Anthems. We half-hoped Uruguay would go with Iron Lion Zion, but they stuck with their own. And on his own in the ITV commentary box was Clive Tyldesley, Jim Beglin having taken ill earlier in the day, he told us. Clive seemed to find this solo act as strange as ourselves, leaving little silences for his buddy to fill. And little silences they remained.
Mark van Bommel? We checked Fifa’s website last night to see if they had a rule that exempted this delinquent from being booked, regardless of how many times he leaves his studs in an opponent’s shin. Still looking.
Van Bommel leaves studs in an opponent’s shin, referee exempts him from a booking, ball ends up with van Bronckhorst, goal. Displeased.
Diego. Left foot. You thing of exquisitely loveliness.
Half-time.
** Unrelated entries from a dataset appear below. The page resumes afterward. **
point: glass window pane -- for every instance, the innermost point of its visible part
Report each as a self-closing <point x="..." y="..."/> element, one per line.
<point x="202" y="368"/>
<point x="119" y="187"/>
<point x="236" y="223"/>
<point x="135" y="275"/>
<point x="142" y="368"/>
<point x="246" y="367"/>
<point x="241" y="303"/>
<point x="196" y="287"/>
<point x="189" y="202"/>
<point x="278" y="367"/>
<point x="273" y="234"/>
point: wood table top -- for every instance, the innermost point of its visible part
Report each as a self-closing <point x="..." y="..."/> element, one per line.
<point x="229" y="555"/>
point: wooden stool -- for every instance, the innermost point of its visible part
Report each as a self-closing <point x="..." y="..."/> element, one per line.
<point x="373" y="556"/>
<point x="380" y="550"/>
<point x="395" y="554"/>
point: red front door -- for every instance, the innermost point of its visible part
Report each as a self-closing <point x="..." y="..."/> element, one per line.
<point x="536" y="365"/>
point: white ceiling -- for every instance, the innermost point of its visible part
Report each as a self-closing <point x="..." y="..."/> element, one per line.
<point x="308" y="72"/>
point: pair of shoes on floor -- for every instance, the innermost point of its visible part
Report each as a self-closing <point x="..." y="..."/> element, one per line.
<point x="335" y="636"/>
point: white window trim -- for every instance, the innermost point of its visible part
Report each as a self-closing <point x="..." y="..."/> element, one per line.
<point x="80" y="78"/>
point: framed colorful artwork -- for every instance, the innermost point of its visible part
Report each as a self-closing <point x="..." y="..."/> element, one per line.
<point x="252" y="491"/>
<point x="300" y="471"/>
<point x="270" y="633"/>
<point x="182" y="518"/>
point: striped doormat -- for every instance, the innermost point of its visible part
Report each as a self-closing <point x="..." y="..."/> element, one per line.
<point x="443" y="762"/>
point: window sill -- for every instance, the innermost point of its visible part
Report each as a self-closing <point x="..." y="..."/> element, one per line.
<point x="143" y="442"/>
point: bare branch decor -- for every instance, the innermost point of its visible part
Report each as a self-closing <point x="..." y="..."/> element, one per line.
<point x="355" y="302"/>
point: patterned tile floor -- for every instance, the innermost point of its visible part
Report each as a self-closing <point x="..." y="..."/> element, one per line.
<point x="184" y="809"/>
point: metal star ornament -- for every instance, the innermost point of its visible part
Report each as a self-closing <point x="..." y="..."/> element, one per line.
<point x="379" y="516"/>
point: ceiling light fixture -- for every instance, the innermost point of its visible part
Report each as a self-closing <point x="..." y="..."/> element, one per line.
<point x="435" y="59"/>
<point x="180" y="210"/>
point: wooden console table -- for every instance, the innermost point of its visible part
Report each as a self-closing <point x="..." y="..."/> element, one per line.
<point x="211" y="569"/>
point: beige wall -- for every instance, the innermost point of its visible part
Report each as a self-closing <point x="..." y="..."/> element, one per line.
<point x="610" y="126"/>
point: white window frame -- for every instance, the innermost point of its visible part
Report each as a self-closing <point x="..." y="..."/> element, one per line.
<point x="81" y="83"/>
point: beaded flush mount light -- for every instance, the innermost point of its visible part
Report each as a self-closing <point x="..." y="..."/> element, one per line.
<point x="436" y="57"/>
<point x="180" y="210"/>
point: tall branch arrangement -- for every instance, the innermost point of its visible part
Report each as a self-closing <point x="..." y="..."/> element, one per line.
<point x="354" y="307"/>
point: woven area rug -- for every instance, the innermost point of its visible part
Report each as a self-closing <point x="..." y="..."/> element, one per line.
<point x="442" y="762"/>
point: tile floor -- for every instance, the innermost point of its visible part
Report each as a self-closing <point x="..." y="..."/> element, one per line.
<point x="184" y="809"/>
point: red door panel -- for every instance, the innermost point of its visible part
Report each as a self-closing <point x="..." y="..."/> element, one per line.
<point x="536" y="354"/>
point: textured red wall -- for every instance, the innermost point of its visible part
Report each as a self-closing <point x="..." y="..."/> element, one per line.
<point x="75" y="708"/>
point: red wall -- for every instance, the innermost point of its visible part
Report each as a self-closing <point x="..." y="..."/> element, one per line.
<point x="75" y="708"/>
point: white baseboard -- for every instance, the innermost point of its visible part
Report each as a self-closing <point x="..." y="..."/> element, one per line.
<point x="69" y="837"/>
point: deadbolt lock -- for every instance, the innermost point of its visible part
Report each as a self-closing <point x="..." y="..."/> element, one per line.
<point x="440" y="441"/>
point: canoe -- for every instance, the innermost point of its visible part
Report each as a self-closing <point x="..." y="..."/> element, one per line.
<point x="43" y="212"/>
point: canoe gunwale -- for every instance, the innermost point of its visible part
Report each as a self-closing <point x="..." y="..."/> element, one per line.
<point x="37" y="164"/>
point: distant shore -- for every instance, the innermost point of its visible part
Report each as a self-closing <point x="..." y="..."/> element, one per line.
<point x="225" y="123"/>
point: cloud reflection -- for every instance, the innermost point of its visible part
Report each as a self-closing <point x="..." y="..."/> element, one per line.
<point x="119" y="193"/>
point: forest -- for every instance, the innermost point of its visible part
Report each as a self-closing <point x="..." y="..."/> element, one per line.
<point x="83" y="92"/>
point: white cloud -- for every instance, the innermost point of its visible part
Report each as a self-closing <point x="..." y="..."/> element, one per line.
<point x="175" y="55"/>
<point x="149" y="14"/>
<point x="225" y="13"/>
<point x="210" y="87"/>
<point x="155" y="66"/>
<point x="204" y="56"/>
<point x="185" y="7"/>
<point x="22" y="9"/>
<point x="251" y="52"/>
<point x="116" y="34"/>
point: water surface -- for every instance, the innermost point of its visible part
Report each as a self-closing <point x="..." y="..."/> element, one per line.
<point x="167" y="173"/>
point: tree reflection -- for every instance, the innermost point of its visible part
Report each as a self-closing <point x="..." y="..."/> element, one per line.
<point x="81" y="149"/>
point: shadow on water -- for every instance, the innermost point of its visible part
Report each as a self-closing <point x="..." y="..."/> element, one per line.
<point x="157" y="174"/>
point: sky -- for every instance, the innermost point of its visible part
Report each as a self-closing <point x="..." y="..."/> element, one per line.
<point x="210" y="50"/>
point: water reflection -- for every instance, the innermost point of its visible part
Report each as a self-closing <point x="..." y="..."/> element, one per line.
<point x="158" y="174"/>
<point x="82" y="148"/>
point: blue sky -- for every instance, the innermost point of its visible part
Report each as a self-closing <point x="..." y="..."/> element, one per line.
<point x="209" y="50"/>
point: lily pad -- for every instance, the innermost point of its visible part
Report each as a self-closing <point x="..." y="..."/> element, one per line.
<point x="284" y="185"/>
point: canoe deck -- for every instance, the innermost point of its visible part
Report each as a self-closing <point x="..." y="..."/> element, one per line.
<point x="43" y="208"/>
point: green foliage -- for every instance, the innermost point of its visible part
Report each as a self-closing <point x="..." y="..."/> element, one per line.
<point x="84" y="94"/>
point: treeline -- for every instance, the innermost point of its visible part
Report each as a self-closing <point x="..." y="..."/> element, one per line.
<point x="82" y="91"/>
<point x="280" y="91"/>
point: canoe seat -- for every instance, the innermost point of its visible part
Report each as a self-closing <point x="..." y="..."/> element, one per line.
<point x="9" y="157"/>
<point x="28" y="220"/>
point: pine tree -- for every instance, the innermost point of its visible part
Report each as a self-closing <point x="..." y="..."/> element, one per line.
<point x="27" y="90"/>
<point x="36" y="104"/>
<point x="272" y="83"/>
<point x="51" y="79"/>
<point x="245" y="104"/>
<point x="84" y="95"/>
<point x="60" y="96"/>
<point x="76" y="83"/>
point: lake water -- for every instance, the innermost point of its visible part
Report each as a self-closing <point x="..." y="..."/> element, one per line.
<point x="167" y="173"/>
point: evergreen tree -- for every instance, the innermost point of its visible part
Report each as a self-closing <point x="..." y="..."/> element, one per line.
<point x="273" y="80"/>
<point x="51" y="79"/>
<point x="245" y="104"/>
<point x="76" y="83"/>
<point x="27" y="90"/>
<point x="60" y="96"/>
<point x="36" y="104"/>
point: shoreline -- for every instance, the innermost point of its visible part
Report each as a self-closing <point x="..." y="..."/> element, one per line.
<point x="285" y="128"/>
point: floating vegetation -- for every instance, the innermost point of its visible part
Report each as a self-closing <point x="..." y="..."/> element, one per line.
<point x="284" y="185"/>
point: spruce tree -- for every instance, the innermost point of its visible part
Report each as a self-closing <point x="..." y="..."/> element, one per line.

More exquisite beauty, from ITV. No, no, not Kevin Keegan’s analysis, shots of the crowd in Amsterdam watching Van Bronckhorst’s goal on a very, very big screen, the sea of bouncing Oranjes a sight to behold. But it was in the hapenny place next to the scene in Montevideo when Diego did his thing.
Back on RTÉ they were wondering about this Van Bommel booking exemption too. “This guy has rampaged through the World Cup kicking everything that moves and kicking things that don’t move until they do move,” said Dunphy. “Until they can’t move again,” said Gilesie.
Second half. Sneijder. Robben. 3-1. Diego taken off. The New York Post was right: this sport is stupid anyway.
Uruguay pull one back. Could Robben’s high-fiving go down in the World Cup Hall of Chicken-Counting Fame? No.
“They’re not pretty on the eye,” said Gilesie of the victors, “they’re not a team you’d fall in love with,” said Dunphy, “too right” said the couch.